Introduction to Random Forest Models#
Decision Trees#
Decision Trees are a non-parametric supervised learning method used for classification and regression (here, we focus on classification tress). The goal is to create a model that predicts the value of a target variable by learning simple decision rules inferred from the data features. A decision tree can be represented by a tree graph with one root node that contains the whole input data set, many internal nodes that represent the splitting points on the predictor variables X and terminal nodes that are not further split and contain a subgroups of Y belonging to a certain class as shown in the figure below.

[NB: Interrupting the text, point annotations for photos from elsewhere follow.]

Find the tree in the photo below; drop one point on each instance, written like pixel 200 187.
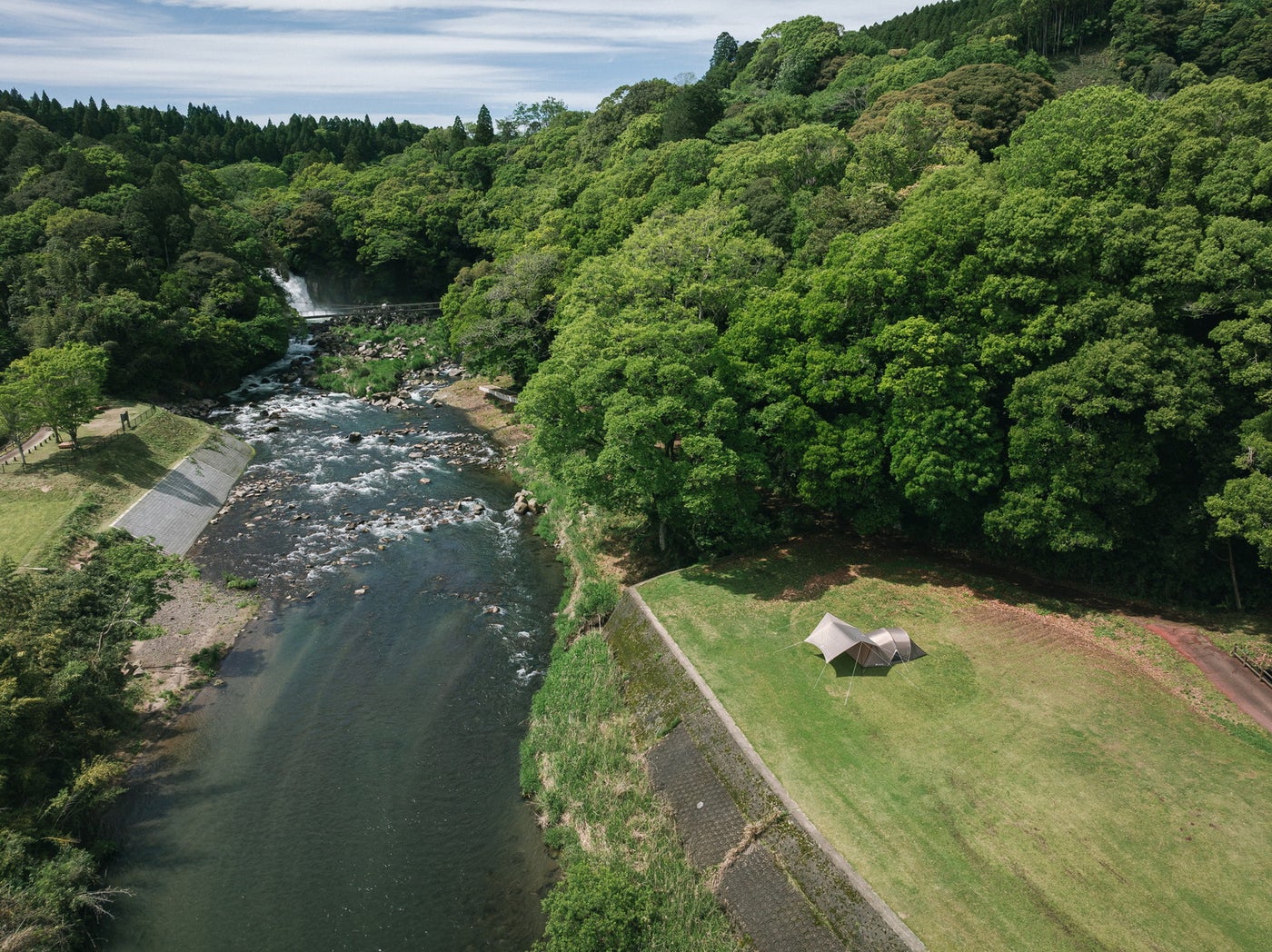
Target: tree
pixel 65 384
pixel 725 50
pixel 483 134
pixel 16 413
pixel 458 135
pixel 635 412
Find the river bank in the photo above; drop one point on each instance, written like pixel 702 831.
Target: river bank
pixel 381 698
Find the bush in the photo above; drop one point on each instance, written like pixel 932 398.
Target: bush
pixel 598 907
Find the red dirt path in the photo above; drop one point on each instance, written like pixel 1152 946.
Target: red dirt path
pixel 1224 671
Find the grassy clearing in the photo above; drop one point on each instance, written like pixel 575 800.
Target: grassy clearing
pixel 1026 786
pixel 40 503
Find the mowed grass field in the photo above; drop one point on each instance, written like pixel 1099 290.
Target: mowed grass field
pixel 1027 786
pixel 35 501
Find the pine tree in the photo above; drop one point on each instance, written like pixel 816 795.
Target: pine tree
pixel 485 131
pixel 458 135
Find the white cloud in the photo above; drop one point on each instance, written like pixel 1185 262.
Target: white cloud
pixel 271 57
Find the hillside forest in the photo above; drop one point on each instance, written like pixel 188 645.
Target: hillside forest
pixel 902 276
pixel 991 277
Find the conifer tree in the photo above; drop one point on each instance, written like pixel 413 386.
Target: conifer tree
pixel 485 131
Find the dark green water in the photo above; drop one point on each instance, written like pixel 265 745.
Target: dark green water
pixel 353 786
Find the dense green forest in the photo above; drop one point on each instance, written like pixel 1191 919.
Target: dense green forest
pixel 926 289
pixel 989 276
pixel 65 709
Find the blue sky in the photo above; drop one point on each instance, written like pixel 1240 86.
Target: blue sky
pixel 419 60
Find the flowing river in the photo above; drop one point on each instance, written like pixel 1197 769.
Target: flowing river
pixel 353 782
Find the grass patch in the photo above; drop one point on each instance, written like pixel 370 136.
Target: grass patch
pixel 363 374
pixel 1026 786
pixel 619 847
pixel 63 491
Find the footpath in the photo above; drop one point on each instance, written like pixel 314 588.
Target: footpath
pixel 13 455
pixel 184 502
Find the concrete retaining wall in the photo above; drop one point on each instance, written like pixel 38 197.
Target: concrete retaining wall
pixel 181 505
pixel 780 881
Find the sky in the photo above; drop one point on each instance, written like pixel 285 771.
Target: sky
pixel 417 60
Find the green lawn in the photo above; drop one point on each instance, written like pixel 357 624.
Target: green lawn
pixel 37 501
pixel 1024 787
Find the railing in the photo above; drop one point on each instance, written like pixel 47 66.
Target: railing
pixel 13 448
pixel 1263 674
pixel 66 461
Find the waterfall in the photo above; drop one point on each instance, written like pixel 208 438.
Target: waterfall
pixel 298 293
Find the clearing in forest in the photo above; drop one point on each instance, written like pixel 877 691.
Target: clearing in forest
pixel 38 501
pixel 1046 778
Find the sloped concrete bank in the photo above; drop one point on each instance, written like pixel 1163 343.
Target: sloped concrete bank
pixel 184 502
pixel 780 881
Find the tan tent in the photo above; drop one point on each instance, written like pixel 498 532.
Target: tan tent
pixel 877 649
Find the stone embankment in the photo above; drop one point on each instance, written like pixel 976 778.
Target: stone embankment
pixel 781 884
pixel 184 501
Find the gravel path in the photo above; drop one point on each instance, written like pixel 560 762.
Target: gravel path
pixel 1223 670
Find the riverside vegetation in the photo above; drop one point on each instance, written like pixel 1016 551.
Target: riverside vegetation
pixel 989 277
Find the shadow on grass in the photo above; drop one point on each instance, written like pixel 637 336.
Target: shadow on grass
pixel 804 569
pixel 124 461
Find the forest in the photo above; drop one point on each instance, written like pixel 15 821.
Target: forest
pixel 989 277
pixel 940 292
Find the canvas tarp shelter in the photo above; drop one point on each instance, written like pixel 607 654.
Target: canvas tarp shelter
pixel 877 649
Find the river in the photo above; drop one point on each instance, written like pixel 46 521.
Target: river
pixel 353 785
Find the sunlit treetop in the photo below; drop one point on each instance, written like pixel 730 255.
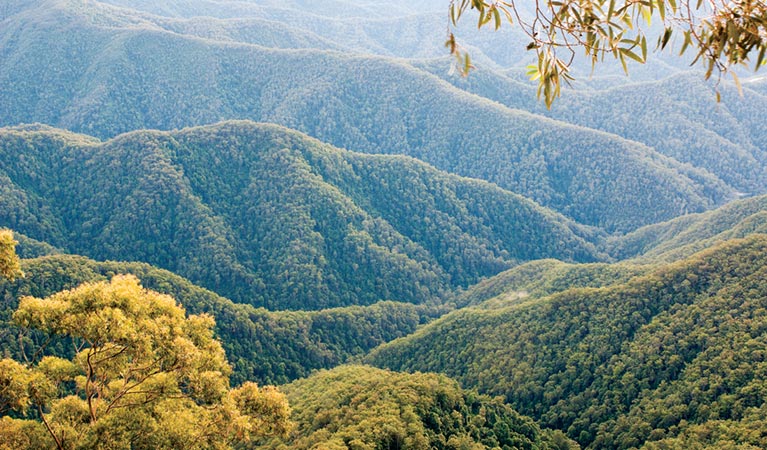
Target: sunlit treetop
pixel 9 262
pixel 723 34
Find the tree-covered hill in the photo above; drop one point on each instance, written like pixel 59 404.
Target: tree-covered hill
pixel 542 278
pixel 360 407
pixel 122 75
pixel 263 346
pixel 674 357
pixel 683 236
pixel 676 116
pixel 267 216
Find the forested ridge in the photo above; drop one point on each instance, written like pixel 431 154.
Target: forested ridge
pixel 264 346
pixel 364 407
pixel 624 365
pixel 211 197
pixel 676 116
pixel 126 76
pixel 271 217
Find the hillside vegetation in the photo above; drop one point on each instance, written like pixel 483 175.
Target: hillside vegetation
pixel 267 216
pixel 683 236
pixel 120 73
pixel 263 346
pixel 674 356
pixel 359 407
pixel 677 116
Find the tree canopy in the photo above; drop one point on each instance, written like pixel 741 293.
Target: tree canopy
pixel 9 261
pixel 722 33
pixel 143 375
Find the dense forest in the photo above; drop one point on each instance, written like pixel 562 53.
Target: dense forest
pixel 127 74
pixel 620 365
pixel 294 224
pixel 264 346
pixel 273 218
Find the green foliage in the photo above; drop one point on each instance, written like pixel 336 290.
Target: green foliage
pixel 359 407
pixel 144 375
pixel 268 347
pixel 681 237
pixel 726 140
pixel 273 218
pixel 542 278
pixel 623 365
pixel 9 261
pixel 724 34
pixel 124 77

Example of a classification tree: Classification of a response variable into two classes (red and yellow) in the two-dimensional input feature space with a classification tree. The classification tree makes two splits on feature A and feature B and has three terminal nodes, representing the subgroups of the response variable.#
The first step in constructing a decision tree is to split the root node based on the predictor variable X into two daughter nodes to improve the homogeneity of the response variable Y in each daughter node compared to the root node. Maximizing the homogeneity of the response variable Y is equivalent to minimizing the node impurity in both daughter nodes. The node impurity for a classification problem with K classes can be measured by different impurity indices. The most popular impurity index is the gini index with values between 0 and 1. Small Gini index values indicate a more pure node than higher gini index values. This splitting step is repeated with the two daughter nodes, which now become internal nodes, to successively improve the homogeneity of the response variable in each daughter node until we reach a predefined stopping criterion. A natural stopping criterion is the node purity, where the tree is grown until the terminal nodes are homogeneous, hence all members in a terminal node belong to the same class. This however, often leads to model overfitting, because the model starts being too complex and tends to learn the noise in the data as well. An appropriate stopping criterion serves the purpose of finding a balance between too complex models, which overfits the data, and too simple models, which underfits the data, both leading to a high generalization error.
The constructed decision tree can then be used to predict the class of a new unseen observation: start at the root node, drop the new observation down the left or right daughter node, depending on its value of the predictor variable that was used at that split, repeat until a terminal node is reached. For each new observation that falls into a certain terminal node we will make the same prediction, which is the majority class of the response values y in that terminal node.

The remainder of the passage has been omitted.